Le rapport du Bureau du Vérificateur général (BVG) révèle des irrégularités financières et budgétaires dans la gestion de collectivité territoriale et d’établissement public. Par ailleurs, le document évoque une gestion calamiteuses de services sociaux de forte sollicitation, dont les hôpitaux. Le CHU Gabriel Touré de Bamako et la Pharmacie populaire du Mali (PPM), chargée de fournir les centres de santé en médicaments après les tests nécessaires à leur homologation sont cités au nombre des mauvais élèves. Le CHU qui accueille le plus grand nombre de patients dans le pays et près de 90% des urgences dans la capitale Bamako, est confronté à un déficit dans sa gouvernance depuis 2017 au moins. Couplé à la faiblesse du plateau technique, le CHU enregistre des taux élevés de décès notamment infantiles. 24% des bébés venus au monde dans cet hôpital ou admis sur place sont morts en 2017, soit 96% de l’ensemble des décès survenus dans le CHU au cours de l’année indiquée. Seulement 20 examens médicaux sont réalisés contre 80 en principe quand le service pédiatrique est dépourvu de respirateur avec un total de trois couveuses pour un besoin de 60. Le Bureau du Vérificateur général révèle en outre la présence dans les centres de santé de médicaments non certifiés. Prescrits aux patients et consommés par ces derniers sans s’en douter. La négligence et les lourdeurs administratives au sein de la Pharmacie populaire du Mali sont mis en cause. En 2017, des médicaments périmés d’une valeur de 1,14 milliard FCFA ont été répertoriés dans les magasins de stockage de la PPM dans les mêmes rayons que les médicaments en cours de validité. Le commerce des médicaments prohibés est très répandu en Afrique de l’ouest.

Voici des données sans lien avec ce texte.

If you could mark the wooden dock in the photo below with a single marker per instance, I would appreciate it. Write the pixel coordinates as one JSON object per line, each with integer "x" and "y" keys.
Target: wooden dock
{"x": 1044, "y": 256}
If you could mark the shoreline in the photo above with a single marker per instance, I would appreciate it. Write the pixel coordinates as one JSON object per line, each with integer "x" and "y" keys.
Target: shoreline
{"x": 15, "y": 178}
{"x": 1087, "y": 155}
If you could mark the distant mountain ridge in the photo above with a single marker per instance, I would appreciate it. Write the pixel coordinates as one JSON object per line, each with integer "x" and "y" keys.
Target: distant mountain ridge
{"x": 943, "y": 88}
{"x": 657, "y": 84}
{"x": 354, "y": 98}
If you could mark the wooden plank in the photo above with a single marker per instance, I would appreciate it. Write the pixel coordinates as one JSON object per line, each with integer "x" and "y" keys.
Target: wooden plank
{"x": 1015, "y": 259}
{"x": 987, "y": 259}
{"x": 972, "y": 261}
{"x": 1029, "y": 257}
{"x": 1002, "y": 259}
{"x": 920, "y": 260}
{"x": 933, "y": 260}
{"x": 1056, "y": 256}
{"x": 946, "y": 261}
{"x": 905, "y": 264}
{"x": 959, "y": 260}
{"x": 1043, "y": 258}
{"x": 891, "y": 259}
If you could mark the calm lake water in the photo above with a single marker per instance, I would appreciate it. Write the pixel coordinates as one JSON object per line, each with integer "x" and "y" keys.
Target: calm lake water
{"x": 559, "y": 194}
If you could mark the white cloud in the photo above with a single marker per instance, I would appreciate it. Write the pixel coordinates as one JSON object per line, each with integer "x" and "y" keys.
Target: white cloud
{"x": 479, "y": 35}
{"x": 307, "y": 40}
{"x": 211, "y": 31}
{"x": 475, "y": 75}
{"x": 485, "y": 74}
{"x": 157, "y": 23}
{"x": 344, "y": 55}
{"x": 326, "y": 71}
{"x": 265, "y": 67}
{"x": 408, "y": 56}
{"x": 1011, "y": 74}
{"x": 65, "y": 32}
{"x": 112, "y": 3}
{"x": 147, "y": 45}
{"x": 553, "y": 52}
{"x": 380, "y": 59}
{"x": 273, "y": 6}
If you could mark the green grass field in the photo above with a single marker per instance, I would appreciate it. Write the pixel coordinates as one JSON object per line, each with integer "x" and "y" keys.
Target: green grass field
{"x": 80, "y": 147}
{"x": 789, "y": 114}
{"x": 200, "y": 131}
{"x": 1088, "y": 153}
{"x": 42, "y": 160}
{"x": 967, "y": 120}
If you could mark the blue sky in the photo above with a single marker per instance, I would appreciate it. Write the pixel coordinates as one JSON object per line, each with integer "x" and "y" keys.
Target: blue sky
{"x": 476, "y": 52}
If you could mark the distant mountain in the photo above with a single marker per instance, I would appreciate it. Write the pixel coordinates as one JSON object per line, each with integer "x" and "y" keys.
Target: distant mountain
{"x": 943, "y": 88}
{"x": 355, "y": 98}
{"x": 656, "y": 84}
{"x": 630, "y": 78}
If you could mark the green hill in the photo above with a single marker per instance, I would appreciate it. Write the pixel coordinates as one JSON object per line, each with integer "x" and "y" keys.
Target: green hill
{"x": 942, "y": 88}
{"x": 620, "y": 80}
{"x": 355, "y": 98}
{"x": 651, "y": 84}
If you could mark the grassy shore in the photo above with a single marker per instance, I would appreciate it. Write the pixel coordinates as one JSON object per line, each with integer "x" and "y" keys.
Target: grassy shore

Après avoir épluché les rapports de toutes les enquêtes de la Cour des comptes malienne sur la période 2005-2017, les enquêteurs constatent un gap de plusieurs milliards d’au moins 700 milliards FCFA( 1,13 milliards d’euros) détournés.
Les urgences talonnent. Mais, la classe dirigeante empochent les milliards prévus pour faire face aux multiples défis du pays tant au niveau de la meurtrière insécurité que sur le plan social où les vulnérabilités entraînent leurs lots de désolations au sein de la société malienne. Les soldats sont démotivés par l’embourgeoisement de la hiérarchie au prix de leurs vies et de leurs familles. La corruption et les abus de l’administration publique ouvrent béantes les portes de la radicalisation doublée d’une prédation de toutes parts.